Annotations already mark the tool as read-only and idempotent. The description adds significant behavioral details: lists 14 mutation algorithms, states performance is typically <150ms, results capped at 500 rows, and explains the output format and meaning of 'exists'. No contradictions with annotations.

Agents need to know what a tool does to the world before calling it. Descriptions should go beyond structured annotations to explain consequences.

Conciseness4/5

Is the description appropriately sized, front-loaded, and free of redundancy?

The description is well-organized with a clear summary, algorithm list, output format, and parameter details. It is appropriately sized but a few sentences could be tightened without losing clarity.

Shorter descriptions cost fewer tokens and are easier for agents to parse. Every sentence should earn its place.

Completeness5/5

Given the tool's complexity, does the description cover enough for an agent to succeed on first attempt?

Given the tool's complexity (14 algorithms, output schema provided), the description covers all essential aspects: what it does, how it works, output structure, performance characteristics, and a crucial caveat about existence versus malice. It is fully sufficient for an agent to select and invoke correctly.

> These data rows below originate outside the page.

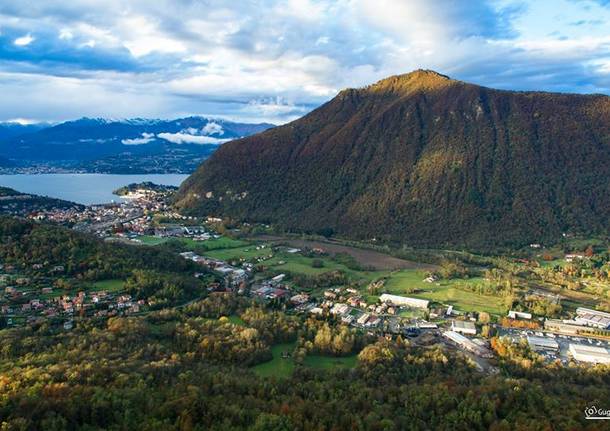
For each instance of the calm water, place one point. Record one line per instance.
(82, 188)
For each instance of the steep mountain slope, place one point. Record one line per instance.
(424, 159)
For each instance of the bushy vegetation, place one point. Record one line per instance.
(423, 160)
(176, 370)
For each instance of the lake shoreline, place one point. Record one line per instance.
(85, 188)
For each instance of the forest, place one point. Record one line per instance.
(189, 369)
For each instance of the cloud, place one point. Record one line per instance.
(212, 128)
(24, 40)
(275, 60)
(187, 138)
(145, 139)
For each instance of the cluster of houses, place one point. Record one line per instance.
(15, 304)
(232, 276)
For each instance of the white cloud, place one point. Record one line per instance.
(275, 60)
(145, 139)
(212, 128)
(23, 121)
(186, 138)
(66, 34)
(24, 40)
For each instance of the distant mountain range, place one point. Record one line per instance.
(425, 160)
(119, 146)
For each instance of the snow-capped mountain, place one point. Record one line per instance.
(88, 142)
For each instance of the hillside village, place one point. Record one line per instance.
(144, 219)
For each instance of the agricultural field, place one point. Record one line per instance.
(410, 283)
(278, 366)
(282, 367)
(330, 363)
(113, 285)
(210, 244)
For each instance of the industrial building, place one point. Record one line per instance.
(594, 318)
(591, 354)
(404, 301)
(519, 315)
(464, 327)
(543, 344)
(562, 327)
(467, 344)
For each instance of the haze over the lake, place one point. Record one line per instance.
(276, 60)
(84, 189)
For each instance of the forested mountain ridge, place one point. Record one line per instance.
(424, 159)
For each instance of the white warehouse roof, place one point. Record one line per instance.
(403, 300)
(583, 353)
(542, 343)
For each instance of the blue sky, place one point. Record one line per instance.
(276, 60)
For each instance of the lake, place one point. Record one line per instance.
(84, 189)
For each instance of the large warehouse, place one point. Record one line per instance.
(404, 301)
(594, 318)
(543, 344)
(464, 327)
(592, 354)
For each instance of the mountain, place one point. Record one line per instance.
(11, 129)
(125, 146)
(423, 159)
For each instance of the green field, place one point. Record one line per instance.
(114, 285)
(330, 363)
(278, 366)
(152, 240)
(291, 262)
(283, 367)
(410, 283)
(210, 244)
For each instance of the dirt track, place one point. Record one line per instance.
(367, 258)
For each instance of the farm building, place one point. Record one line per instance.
(404, 301)
(464, 327)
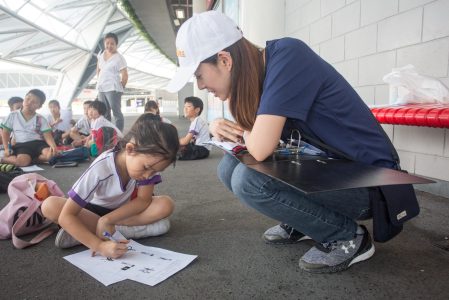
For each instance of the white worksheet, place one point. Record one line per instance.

Complex tools with many parameters or behaviors need more documentation. Simple tools need less. This dimension scales expectations accordingly.

Parameters4/5

Does the description clarify parameter syntax, constraints, interactions, or defaults beyond what the schema provides?

Schema description coverage is 100%, but the description adds extra value: for 'name' it specifies allowed characters, for 'includeNonExistent' it explains the effect of the default false vs true. This goes beyond the schema's descriptions.

Input schemas describe structure but not intent. Descriptions should explain non-obvious parameter relationships and valid value ranges.

Purpose5/5

Does the description clearly state what the tool does and how it differs from similar tools?

The description clearly states the tool's function: 'Generate typosquatting / brand-protection variants of a domain or brand name and check which ones actually exist in WhisperGraph.' It uses specific verbs and resource, and explicitly distinguishes from sibling tools like explain_indicator.

Agents choose between tools based on descriptions. A clear purpose with a specific verb and resource helps agents select the right tool.

Usage Guidelines4/5

Does the description explain when to use this tool, when not to, or what alternatives exist?

The description provides clear context for when to use the tool (generating lookalikes) and notes that results are not malicious verdicts, directing users to explain_indicator for threat assessment. It also explains optional parameters like includeNonExistent, but does not explicitly list cases where the tool should not be used.

Agents often have multiple tools that could apply. Explicit usage guidance like "use X instead of Y when Z" prevents misuse.